All eligible participants were 18 years of age or older; were comatose (per the Glasgow Coma Scale, 8 or more; range, 3 to 15, with lower scores indicative of worse response to stimuli) following resuscitation for cardiac arrest; had continuous EEG monitoring initiated less than 24 hours after the return of spontaneous circulation; and had rhythmic or periodic activity on EEG.

A total of 172 patients were enrolled in the study and were randomly assigned in a 1:1 ratio to a stepwise strategy of antiseizure medications to suppress this activity for at least 48 consecutive hours plus standard care (antiseizure group; n=88) or to the use of standard care alone (control group individuals; n=84). In both of the groups, standard care included targeted temperature management.

The primary study outcome was neurologic outcome based on the patient’s score on the Cerebral Performance Category (CPC) scale at 3 months, dichotomized as a good outcome (CPC score indicating no disability, mild disability, and moderate disability) or a poor outcome (CPC score indicating severe disability, coma, or death). Secondary study outcomes included mortality, length of ICU stay, and duration of use of mechanical ventilation.

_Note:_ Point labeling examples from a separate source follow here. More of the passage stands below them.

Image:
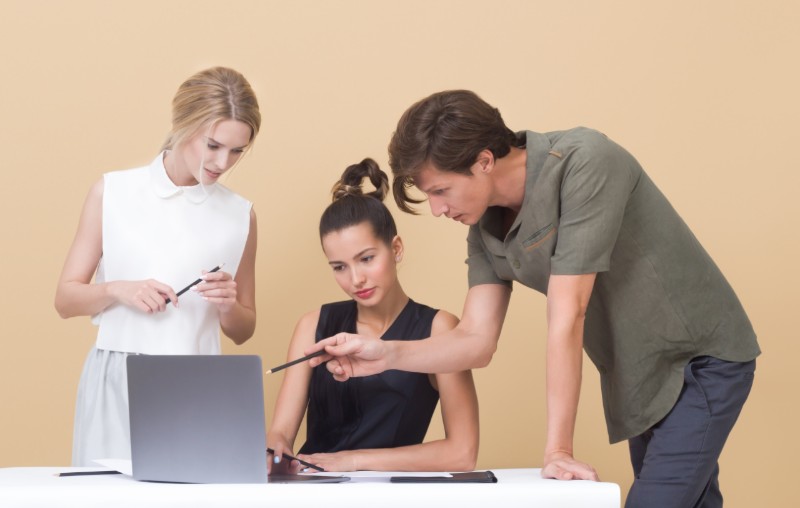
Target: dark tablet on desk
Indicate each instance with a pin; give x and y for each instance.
(302, 478)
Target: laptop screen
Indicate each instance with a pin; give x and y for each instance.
(197, 419)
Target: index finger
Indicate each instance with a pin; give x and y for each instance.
(167, 292)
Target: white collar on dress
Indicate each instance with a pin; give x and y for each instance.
(165, 188)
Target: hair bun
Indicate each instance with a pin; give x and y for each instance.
(350, 182)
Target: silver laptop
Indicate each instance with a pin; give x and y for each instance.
(197, 419)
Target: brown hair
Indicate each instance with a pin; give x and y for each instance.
(448, 130)
(212, 95)
(351, 206)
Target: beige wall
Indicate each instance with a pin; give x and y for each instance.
(703, 93)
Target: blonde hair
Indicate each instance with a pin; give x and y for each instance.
(210, 96)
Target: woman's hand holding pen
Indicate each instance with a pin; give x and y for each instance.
(350, 355)
(218, 288)
(277, 463)
(146, 295)
(339, 461)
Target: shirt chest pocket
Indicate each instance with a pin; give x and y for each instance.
(532, 263)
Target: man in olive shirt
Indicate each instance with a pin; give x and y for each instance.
(572, 215)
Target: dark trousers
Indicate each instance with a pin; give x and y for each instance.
(675, 461)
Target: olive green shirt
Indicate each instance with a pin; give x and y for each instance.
(658, 300)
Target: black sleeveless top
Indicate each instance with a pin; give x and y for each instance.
(386, 410)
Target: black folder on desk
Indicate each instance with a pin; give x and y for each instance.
(469, 477)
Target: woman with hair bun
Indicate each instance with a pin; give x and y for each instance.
(377, 422)
(145, 233)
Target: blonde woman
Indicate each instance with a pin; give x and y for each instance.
(144, 234)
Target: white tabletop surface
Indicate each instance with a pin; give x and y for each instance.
(40, 487)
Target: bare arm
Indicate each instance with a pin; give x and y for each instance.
(76, 295)
(293, 394)
(458, 451)
(469, 345)
(236, 299)
(567, 300)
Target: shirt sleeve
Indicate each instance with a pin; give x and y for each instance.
(594, 192)
(480, 269)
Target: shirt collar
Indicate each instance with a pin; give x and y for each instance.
(165, 188)
(491, 224)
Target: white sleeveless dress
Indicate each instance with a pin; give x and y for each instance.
(152, 229)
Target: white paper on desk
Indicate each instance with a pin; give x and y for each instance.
(124, 466)
(384, 474)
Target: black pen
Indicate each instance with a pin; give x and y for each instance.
(293, 362)
(303, 462)
(198, 281)
(86, 473)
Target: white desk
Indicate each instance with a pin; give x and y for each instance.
(38, 487)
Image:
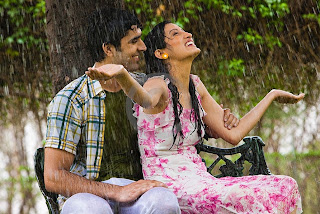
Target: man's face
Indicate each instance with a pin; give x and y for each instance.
(131, 49)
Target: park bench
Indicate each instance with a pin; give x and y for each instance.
(250, 151)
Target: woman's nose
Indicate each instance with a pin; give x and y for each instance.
(188, 35)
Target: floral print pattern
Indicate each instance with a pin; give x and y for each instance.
(181, 168)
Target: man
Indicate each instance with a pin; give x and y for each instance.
(85, 144)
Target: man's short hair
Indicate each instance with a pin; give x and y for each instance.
(109, 26)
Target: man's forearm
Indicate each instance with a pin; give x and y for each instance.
(67, 184)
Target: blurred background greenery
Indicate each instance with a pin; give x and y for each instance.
(248, 48)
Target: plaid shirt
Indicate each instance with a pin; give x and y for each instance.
(76, 124)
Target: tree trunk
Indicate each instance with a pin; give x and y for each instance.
(66, 33)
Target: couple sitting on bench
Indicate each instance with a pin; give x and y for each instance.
(91, 147)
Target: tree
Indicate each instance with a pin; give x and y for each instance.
(66, 27)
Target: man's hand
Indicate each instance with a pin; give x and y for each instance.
(105, 72)
(230, 121)
(134, 190)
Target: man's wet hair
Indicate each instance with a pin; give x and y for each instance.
(108, 26)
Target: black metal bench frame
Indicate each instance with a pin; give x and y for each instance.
(251, 151)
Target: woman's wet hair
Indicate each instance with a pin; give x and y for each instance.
(156, 40)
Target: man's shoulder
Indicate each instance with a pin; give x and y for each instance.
(74, 87)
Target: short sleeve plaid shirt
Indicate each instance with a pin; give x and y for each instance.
(76, 124)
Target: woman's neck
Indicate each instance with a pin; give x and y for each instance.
(180, 73)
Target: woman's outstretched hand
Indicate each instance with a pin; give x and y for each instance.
(105, 72)
(286, 97)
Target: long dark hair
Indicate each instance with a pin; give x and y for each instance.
(153, 41)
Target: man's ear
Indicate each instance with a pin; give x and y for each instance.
(108, 49)
(158, 53)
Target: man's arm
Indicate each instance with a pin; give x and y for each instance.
(58, 179)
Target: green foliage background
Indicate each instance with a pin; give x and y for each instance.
(248, 48)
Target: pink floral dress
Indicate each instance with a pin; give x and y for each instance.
(182, 169)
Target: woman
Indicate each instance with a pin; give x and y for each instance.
(171, 117)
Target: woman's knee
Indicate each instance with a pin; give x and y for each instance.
(86, 203)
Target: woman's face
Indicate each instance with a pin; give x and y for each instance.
(180, 45)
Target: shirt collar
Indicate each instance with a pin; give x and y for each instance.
(94, 86)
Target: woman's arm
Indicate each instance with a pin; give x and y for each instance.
(214, 116)
(152, 95)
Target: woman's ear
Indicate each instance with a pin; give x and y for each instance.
(108, 49)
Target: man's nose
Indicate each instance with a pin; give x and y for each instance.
(142, 46)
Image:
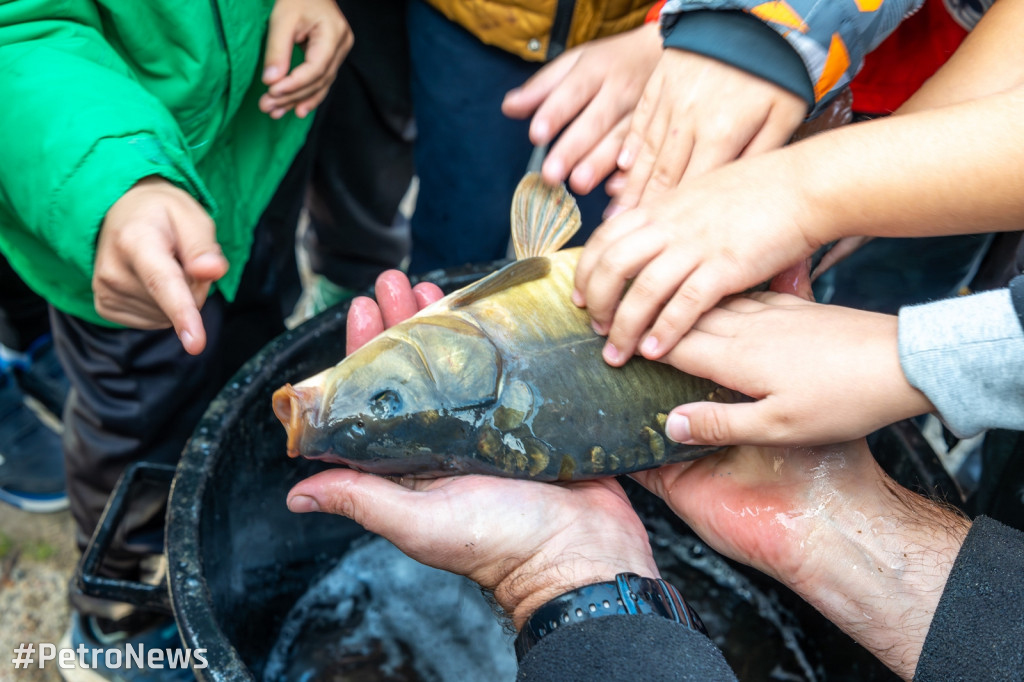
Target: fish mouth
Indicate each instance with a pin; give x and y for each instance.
(296, 408)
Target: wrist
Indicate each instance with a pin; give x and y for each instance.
(878, 570)
(538, 582)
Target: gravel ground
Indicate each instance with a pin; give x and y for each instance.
(37, 558)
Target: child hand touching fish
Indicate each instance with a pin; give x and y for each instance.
(760, 506)
(737, 226)
(326, 37)
(585, 97)
(696, 114)
(820, 373)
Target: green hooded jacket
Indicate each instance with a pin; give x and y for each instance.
(100, 94)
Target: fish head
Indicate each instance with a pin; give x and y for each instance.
(397, 403)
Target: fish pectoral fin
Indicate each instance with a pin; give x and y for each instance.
(544, 218)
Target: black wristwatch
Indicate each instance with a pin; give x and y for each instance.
(628, 594)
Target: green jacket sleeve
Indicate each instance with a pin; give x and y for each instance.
(77, 131)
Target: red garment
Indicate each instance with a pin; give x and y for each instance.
(905, 59)
(654, 11)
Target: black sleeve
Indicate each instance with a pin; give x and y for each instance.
(977, 632)
(741, 41)
(625, 648)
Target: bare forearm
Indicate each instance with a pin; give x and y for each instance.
(882, 577)
(949, 171)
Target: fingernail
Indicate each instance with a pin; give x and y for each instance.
(555, 169)
(612, 210)
(677, 427)
(301, 504)
(584, 175)
(611, 354)
(541, 132)
(649, 347)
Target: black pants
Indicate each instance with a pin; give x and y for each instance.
(364, 161)
(23, 312)
(136, 395)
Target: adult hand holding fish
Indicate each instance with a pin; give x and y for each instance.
(810, 518)
(828, 523)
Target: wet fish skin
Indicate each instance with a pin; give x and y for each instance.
(505, 378)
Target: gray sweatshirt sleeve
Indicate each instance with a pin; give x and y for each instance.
(967, 355)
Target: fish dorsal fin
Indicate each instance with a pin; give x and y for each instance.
(514, 273)
(544, 218)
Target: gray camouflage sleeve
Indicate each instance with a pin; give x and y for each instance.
(967, 355)
(830, 37)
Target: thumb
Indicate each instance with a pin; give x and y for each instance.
(717, 424)
(377, 504)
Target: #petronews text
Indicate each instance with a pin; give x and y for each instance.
(132, 656)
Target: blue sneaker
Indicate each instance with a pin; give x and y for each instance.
(32, 475)
(39, 374)
(123, 657)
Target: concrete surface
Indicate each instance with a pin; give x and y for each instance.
(37, 558)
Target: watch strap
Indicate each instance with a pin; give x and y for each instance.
(629, 594)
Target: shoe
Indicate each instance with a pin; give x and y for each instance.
(41, 376)
(125, 657)
(31, 456)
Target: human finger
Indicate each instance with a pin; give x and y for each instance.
(600, 241)
(650, 289)
(728, 424)
(523, 100)
(375, 503)
(795, 280)
(599, 162)
(666, 169)
(613, 185)
(427, 293)
(712, 146)
(615, 267)
(774, 132)
(364, 323)
(640, 122)
(165, 282)
(395, 297)
(702, 288)
(646, 157)
(280, 42)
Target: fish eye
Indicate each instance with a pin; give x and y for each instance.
(385, 403)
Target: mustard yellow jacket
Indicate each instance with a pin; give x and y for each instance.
(541, 30)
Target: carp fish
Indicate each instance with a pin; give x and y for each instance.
(503, 377)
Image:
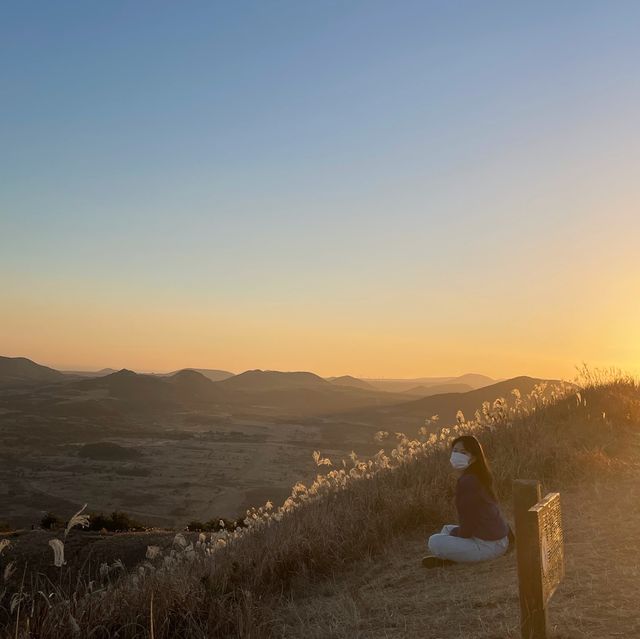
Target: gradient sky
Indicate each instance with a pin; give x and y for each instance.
(371, 188)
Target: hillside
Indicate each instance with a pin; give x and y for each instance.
(438, 389)
(259, 380)
(340, 557)
(411, 414)
(391, 596)
(473, 380)
(213, 374)
(349, 380)
(19, 371)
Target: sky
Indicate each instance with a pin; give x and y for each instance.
(382, 189)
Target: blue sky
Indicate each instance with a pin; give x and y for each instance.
(384, 174)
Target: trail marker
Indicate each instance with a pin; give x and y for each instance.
(540, 553)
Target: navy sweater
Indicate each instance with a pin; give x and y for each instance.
(478, 513)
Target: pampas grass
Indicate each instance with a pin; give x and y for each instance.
(226, 584)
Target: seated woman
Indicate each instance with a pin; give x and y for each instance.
(483, 532)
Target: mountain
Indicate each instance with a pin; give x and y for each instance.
(191, 384)
(353, 382)
(213, 374)
(473, 380)
(137, 391)
(258, 380)
(101, 373)
(413, 413)
(20, 371)
(439, 389)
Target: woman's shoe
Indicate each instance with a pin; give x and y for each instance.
(431, 561)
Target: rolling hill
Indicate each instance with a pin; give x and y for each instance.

The presence of rhythmic or periodic EEG activity was detected at a median of 35 hours following cardiac arrest. Overall, 62% (98 of 157) of participants with available data experienced myoclonus. Complete suppression of rhythmic and periodic EEG activity for 48 consecutive hours was reported in 56% (49 of 88) of participants in the antiseizure-treatment arm vs 2% (2 of 83) of individuals in the control arm. At 3 months, 90% (79 of 88) of individuals in the antiseizure-treatment group vs 92% (77 of 84) of individuals in the control group experienced a poor outcome (95% CI, –7 to –11; P =.68).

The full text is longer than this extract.